Fifty-one agricultural enterprises have been approved for biomass-specific grant aid under the Support Scheme for Renewable Heat (SSRH), a government-funded initiative designed to increase the energy generated from renewable sources in the heat sector.
The figure includes 24 poultry farmers, 15 mushroom producers, eight pig farmers, and two horticultural enterprises. The figures were revealed at a recent workshop at Teagasc Ashtown Food Research Centre, which looked at the role of carbon-neutral biomass in reducing farm fuel costs.
In the agricultural sector, the scheme is particularly aimed at enterprises that depend on fossil-fuelled boilers, Ray Langton, from the SEAI, explained.
The scheme is open to commercial, industrial, agricultural, district heating, public sector and other non-domestic heat users. It is administered by the Sustainable Energy Authority of Ireland (SEAI).
Although the scheme is getting some traction now, it is generally under-subscribed, Langton said: “We have less than 10 percent of what the scheme can cover, so there is a lot more head room.”
The scheme facilitates the conversion from fossil fuel to renewable fuels and provides operational support for biomass boilers and anaerobic digestion heating systems.

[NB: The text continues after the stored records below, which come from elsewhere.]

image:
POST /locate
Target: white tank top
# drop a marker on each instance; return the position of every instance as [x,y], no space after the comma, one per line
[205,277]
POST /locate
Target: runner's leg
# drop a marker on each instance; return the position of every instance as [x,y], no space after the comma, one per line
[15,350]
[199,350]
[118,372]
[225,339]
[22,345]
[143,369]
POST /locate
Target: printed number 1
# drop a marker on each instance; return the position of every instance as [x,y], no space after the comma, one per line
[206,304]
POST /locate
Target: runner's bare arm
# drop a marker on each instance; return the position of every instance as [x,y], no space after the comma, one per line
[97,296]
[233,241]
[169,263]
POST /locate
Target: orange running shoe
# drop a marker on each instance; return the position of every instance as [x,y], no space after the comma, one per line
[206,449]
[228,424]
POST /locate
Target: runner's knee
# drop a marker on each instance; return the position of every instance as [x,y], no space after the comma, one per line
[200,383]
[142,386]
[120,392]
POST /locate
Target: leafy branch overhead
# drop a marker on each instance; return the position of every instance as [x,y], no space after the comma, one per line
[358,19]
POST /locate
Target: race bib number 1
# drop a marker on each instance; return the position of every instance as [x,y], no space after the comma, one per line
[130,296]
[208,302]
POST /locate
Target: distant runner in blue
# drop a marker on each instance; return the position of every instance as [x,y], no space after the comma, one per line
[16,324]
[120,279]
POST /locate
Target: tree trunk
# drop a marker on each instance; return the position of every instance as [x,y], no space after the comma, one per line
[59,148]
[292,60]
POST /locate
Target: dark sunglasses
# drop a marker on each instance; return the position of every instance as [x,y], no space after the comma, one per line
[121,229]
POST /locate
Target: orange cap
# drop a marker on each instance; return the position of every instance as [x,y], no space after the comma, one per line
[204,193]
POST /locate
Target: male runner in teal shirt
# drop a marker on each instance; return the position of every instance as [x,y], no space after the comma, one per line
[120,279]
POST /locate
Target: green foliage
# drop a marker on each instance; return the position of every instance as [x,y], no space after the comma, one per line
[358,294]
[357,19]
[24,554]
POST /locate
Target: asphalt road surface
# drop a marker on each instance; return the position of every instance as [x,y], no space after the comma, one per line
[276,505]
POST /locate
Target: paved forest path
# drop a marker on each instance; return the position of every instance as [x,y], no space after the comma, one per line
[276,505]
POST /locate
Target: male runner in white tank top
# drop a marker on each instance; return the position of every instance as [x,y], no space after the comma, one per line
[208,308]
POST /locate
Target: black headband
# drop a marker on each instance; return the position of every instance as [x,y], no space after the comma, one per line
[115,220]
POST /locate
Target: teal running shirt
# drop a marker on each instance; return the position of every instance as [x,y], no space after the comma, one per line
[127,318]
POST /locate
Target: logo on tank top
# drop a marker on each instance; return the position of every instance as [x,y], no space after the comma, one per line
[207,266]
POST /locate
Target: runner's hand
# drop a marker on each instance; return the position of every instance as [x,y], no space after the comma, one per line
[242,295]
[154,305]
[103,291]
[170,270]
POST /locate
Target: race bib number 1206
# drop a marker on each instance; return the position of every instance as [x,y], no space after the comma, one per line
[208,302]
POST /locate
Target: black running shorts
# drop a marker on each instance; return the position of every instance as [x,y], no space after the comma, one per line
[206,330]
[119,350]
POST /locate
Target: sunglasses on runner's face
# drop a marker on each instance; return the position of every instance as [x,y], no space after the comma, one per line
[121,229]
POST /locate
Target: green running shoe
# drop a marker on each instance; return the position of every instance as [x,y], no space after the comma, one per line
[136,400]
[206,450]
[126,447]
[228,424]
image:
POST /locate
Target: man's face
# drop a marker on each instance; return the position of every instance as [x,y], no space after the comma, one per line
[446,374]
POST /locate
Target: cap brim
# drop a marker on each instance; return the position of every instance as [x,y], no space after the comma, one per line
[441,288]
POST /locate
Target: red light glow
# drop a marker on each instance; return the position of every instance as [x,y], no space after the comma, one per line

The SSRH aims to support businesses and farms for up to 15 years for the installation and ongoing use of biomass and anaerobic digestion heating systems.
Bioenergy specialist Barry Caslin said when he got involved in researching this whole area back in 2007, most of the emphasis in Ireland was on growing energy crops, and developing a resource: “There was a scheme by SEAI in 2006 and 2007 where there was a capital grant available for the installation of biomass boilers. But there wasn’t a massive uptake at the time. What we were waiting for was a demand-led policy which we have today in the SSRH, so that is welcome development in the whole area."
He added: “We started promoting that scheme [the SSRH] two years ago but that coincided with a lot of challenges – Covid-19, as well as issues with the application process that have since been ironed out."
Making the transition to renewables has "taken a long time and what is driving it now is fossil-fuel prices", he concluded.